What would be the likelihood of an adverse event if we doubled the prison population of Rimutaka Prison, New Zealand's largest, in a single week? That's the scale we're talking about: 2,000 travelers weekly. Even Rimutaka couldn't handle such an influx without tightening up every loose end from the front door to the exits.
Yet we thought we could handle these extraordinary numbers (and this extraordinary cost) with compassionate exemptions, free hotel stays, and trust.
Since lockdown began 64,000 people have entered New Zealand. Exemptions were granted to 3,200 of them. Some for family members out of compassion, some for essential workers, some for airline crews.
In our hospitals, even at the height of lockdown, there was a push by some staff and members of the public to soften visitor policies deemed as overly harsh, based of course on reasons of compassion.
Compassion is a term that's hard to pin down, and hard to argue against. Who could be against compassion?
But compassion doesn't only work in one direction. If compassion is an argument for letting a pregnant mum in labour have two visitors rather than one, it should also apply to compassion for the community, who would have to deal with two potentially exposed visitors walking out of the hospital instead of just one.
It is through the good fortune of geography as much as good policy that we have forestalled community spread, but with almost half a million deaths and 8 million cases worldwide, our luck won't hold out forever. It may not even hold out 'til next week.
Can New Zealand run the long game--literally years of managed isolation and quarantine--while footing a bill for $4,000 per hotel-quarantined traveller? Can our largest peacetime surveillance and detention system operate alongside 'compassionate exemptions' and 'high-trust' home isolation? Is it possible to perform a national lockdown, while letting 64,000 people cross our borders, as the global burden of disease soars?
Dr Gary Payinda. Photo / Supplied
If anyone could have pulled it off, it was the PM and her team of 5 million. Skilful and humane, her team defeated the initial surge. But the steady burn is proving harder to handle. There are signs that things are changing though.

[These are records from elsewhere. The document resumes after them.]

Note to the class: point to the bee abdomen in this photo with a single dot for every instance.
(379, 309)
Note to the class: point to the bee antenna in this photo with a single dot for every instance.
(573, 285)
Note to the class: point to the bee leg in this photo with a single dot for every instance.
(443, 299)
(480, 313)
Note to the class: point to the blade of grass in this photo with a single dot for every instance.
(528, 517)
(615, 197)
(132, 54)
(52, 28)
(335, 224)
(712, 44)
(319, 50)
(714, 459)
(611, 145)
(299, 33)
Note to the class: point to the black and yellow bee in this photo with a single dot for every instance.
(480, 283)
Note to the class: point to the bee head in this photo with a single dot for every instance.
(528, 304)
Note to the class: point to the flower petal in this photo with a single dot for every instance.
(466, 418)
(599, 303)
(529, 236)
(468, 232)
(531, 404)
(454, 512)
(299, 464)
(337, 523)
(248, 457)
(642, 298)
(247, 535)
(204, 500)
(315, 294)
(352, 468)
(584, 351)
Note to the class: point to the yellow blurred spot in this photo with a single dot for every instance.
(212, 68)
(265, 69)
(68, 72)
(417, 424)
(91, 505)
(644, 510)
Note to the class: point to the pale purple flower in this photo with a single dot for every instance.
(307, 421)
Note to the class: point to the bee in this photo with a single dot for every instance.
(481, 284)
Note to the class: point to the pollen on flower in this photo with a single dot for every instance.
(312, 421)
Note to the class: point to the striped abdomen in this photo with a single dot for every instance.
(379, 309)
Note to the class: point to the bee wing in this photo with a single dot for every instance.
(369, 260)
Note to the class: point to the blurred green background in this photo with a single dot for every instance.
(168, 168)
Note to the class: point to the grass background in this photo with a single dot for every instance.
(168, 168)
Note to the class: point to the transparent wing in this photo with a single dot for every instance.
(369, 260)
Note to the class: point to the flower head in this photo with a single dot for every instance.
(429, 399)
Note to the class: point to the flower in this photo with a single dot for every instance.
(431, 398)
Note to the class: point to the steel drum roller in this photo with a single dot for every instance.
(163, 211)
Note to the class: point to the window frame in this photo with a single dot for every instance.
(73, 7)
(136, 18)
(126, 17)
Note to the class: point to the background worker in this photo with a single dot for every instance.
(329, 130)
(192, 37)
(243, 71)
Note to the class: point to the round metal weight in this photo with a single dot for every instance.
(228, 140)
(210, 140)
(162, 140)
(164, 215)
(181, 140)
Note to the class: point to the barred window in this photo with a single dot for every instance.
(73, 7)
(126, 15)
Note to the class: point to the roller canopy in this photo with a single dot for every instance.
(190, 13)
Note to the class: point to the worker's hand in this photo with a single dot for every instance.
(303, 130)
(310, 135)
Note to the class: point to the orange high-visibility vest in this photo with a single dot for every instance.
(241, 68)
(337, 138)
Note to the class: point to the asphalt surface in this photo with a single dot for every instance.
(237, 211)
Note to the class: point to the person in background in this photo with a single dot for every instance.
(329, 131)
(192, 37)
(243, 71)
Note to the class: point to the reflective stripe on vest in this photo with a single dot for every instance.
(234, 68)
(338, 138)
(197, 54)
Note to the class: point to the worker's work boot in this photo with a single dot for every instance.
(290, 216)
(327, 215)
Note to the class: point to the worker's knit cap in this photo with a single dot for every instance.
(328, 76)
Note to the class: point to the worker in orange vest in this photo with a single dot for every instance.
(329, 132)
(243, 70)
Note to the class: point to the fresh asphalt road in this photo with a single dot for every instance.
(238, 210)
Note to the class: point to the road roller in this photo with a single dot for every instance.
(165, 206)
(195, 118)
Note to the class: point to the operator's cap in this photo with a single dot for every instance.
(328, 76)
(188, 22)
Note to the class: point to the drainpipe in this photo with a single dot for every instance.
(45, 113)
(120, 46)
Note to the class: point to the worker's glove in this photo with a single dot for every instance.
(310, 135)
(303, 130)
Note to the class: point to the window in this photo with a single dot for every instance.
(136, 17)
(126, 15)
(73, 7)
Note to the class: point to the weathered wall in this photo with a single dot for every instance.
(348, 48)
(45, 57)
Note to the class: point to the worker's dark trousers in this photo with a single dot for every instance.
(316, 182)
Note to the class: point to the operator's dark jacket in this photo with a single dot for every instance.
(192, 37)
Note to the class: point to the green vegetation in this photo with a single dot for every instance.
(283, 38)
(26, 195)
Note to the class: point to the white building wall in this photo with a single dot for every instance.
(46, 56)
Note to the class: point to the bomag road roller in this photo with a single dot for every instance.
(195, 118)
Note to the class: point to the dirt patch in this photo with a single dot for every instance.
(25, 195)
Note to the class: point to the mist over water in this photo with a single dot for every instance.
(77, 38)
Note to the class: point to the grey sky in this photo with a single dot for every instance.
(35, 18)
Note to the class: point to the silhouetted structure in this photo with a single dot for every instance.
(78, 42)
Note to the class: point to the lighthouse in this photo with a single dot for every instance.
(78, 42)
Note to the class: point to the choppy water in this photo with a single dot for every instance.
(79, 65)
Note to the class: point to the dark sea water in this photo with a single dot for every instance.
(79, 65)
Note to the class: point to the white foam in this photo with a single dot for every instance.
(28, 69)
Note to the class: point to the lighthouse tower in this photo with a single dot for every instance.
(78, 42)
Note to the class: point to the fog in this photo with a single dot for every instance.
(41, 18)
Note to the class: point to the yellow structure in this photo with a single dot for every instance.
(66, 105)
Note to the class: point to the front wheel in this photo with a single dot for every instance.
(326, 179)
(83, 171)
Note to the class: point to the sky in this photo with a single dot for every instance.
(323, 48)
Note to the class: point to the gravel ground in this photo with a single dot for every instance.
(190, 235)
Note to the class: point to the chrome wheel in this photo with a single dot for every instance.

Compassionate exclusions have been put on hold, and Assistant Chief of Defence Air Commodore Digby Webb will now be in charge of isolation facilities for Kiwis returning from overseas. For a government that has steadfastly refused to 'militarise' the Covid response, this is a sea change.
The 'team of 5 million' is slowly turning into an 'army of 5 million'...as it must if Covid goes from temporary nuisance to chronic scourge. Bubbles worked against the initial surge, but bubbles can't win sieges.
Meanwhile Covid has kept up its steady burn worldwide. It has killed roughly 5,000 people every day for the last month. And this is despite some stricken countries changing their case definitions, testing less, under-reporting, or in the case of Brazil, failing to publish Covid cases altogether for a period of time.
Covid cases and deaths are bad for national morale, bad for business, and bad for political campaigns. Covid fatigue has set in across the globe. People want to move on, but the virus hasn't gotten the message.
Covid started out as a bushfire. It has turned into something more like global warming.
There won't be any quick or easy fix. The question is whether we will approach potentially years of this Covid plague with bubbles and high-trust and exemptions, or with an impenetrable fortress wall located just behind the world's biggest moat.
• Dr. Gary Payinda works as an emergency doctor in Northland.